Je m’essuyai les lèvres d’un revers de la main et me remis debout. Je sortis mon épée du fourreau et me tins prête.
– Et tu comptes me couper en deux avec ton jouet ? Nous savons tous les deux ce qu’il s’est passé la dernière fois !
Il ne prenait même plus la peine d’être respectueux, passant du vouvoiement qu’il utilisait auparavant au tutoiement. Il se précipita vers moi, écartant les meubles de son passage. Je fis un rempart avec mon épée et ma main libre et créai un mur de volonté dans lequel il percuta. Le choc me fit reculer d’un pas, et je sentis mes muscles se contracter. La force qu’il opposait était bien plus forte que j’imaginais, et je me rendis compte que je ne pourrais pas résister bien longtemps. Je vis le sourire en coin de mon père se dessiner sur ses lèvres et cela me donna des frissons. Il appuya soudain plus fort sur mon barrage et déstabilisée, il put passer au travers. Il exerça une pression sur le poing qui tenait l’épée et ce dernier atterrit au milieu de mon visage. La douleur me brûla le visage. Je lâchai un cri en portant la main à la figure.
– Dhuilin, arrête ! demanda Mère en accourant près de moi.
Elle s’agenouilla devant moi et me pressa un tissu sur le nez. J’étais désorientée et frustrée d’être incapable de tenir face à Gologmolva. Kintyra tenta de son côté de calmer notre père. Elle l’entraîna en arrière et lui proposa d’entendre raison. Je ne savais pas dans quel camp elle jouait cette fois-ci, mais je sentais qu’elle essayait de gagner du temps. Elle continua à discuter avec lui à voix-basse et parfois elle me jetait des regards inquiets.
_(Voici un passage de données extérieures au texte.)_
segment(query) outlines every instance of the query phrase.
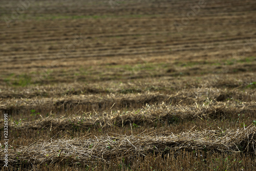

– Non, Père, elle n’est pas prête, vous ne pouvez pas faire ça maintenant ! cria ma sœur en essayant de retenir Gologmolva par le bras.
– Ne me dis pas ce que je dois faire, Kintyra !
Il la frappa au creux de l’estomac avec son coude et ma sœur tomba au sol, les bras pressés contre son corps. Elle avait du mal à reprendre son souffle. Gologmolva parcourut alors la distance nous séparant et la dernière chose que je me souvins fut sa main posée sur ma tête.